A lot of companies in recent times have rushed into buying competitors in order to achieve access to new markets. But as Chris Brown, president and CEO of TechTeam Global, points out, just because you can get something for a good price does not make it a good deal. ‘The question the board really needs to consider is: Is this a deal we really want to do that makes sound, long-term strategic sense versus is it the right price?’
Price considerations should really be secondary when assessing the merits. Steven Hilfinger, a Foley & Lardner partner, suggests developing a formal ‘rules of engagement’ policy that the board and management can follow in determining whether or not to take a deal to the next level.
‘There is some credit to doing this although it is more a theoretical exercise,’ explains Bryan Armstrong, an executive vice president with FD Ashton Partners. ‘There are some questions that should be asked as a matter of routine and some policies should be in place to ensure the issues that need to be considered, are.

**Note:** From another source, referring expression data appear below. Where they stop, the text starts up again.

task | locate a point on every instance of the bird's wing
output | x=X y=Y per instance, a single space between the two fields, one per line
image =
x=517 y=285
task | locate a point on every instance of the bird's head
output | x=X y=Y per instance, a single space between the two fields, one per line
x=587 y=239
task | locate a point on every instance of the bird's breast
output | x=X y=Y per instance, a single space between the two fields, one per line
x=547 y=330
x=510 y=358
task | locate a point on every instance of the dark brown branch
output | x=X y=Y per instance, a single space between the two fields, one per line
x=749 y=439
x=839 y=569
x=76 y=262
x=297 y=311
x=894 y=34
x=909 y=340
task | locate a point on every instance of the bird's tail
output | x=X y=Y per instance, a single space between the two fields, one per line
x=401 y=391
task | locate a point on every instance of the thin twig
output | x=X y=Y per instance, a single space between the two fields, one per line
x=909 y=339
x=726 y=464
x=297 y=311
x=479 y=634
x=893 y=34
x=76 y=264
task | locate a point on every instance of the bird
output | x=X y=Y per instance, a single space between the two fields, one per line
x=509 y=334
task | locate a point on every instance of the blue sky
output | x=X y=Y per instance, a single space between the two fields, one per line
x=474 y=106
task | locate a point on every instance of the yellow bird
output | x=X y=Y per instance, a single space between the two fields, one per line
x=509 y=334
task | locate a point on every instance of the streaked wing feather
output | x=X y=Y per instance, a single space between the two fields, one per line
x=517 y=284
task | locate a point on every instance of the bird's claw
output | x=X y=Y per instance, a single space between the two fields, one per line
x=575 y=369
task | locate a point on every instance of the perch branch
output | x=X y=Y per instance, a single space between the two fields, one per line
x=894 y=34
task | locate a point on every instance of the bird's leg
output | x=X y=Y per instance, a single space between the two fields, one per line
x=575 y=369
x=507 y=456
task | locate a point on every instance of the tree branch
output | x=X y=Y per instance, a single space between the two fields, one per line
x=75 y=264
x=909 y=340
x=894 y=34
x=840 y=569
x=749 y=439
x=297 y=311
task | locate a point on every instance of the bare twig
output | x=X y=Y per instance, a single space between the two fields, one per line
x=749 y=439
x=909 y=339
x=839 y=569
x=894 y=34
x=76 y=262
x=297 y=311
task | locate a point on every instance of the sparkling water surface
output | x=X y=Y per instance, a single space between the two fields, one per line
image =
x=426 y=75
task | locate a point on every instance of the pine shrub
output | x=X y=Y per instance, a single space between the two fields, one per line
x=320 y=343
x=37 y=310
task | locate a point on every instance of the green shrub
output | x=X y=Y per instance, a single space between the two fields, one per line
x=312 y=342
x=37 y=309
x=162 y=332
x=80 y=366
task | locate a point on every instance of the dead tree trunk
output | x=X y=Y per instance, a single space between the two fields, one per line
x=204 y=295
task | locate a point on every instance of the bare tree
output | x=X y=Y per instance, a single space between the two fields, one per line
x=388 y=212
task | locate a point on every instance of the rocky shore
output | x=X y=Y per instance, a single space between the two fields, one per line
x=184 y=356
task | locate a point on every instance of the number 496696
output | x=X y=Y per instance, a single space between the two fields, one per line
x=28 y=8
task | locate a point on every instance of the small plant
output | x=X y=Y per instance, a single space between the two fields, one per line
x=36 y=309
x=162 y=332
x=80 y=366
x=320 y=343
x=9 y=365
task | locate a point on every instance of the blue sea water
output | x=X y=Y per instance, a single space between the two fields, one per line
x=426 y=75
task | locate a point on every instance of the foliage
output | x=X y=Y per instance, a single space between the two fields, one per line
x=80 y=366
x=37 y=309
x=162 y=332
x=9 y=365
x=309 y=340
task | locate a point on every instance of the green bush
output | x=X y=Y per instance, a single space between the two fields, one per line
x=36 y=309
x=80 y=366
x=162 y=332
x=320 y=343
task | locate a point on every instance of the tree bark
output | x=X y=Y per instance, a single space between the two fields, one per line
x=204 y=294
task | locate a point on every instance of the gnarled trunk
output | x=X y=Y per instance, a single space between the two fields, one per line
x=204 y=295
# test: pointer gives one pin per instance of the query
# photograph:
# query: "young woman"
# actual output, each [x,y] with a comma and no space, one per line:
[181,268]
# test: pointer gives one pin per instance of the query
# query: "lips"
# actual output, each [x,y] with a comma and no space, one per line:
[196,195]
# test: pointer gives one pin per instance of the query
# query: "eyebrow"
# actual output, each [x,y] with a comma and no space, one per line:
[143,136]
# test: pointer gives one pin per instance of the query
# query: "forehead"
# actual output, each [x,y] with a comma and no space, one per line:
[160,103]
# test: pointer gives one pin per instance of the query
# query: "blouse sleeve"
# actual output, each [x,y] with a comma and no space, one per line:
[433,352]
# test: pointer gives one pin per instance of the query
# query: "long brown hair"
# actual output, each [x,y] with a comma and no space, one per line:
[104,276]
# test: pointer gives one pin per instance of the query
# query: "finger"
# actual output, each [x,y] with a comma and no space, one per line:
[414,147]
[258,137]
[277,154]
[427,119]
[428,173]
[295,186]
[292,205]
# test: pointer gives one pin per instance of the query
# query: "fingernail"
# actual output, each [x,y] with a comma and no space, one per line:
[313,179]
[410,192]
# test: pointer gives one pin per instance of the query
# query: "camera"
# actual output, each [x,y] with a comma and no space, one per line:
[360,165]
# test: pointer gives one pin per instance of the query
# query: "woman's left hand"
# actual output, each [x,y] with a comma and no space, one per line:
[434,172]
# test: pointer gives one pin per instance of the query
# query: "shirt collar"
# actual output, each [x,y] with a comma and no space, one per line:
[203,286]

Is the transaction accretive? Does it enhance management talent? Does it fit with our stated short-, mid- and long-term targets? If the deal falls down in any of these areas then maybe you need to rethink it.’
Others also focus on process. ‘We have a standard strategy and investment committee that meets regularly to assess any merger deals,’ highlights Brown. ‘Once this committee thinks a transaction is a good idea then we go to a full board meeting.’
That then raises the question of how far a CEO should be able to develop a deal before bringing it to the board. If management communicates too early, it can be handcuffed by the board and risks wasting its time before having sufficient details. However, bringing the board in at the end of the process jeopardizes the due diligence process.
The board needs to be involved fairly early because it is easy for a CEO to ‘fall in love’ with a deal. ‘There are a lot of reasons that management might want to get a deal done and it is important for the board to be dispassionate and act as a speed bump and ensure the deal is getting done for the right reasons,’ says David Drury, CEO of Poblocki Sign Company.
But the board also needs to tread carefully. ‘It is easy for management and the board to antagonize each other if they appear too set on any one outcome,’ explains Drury.
Finally, the board needs to consider cultural fit, which can be just as important as deal points. A mismatch of the ethics and compliance cultures or the general approach to conducting business can dim the long-term prospects.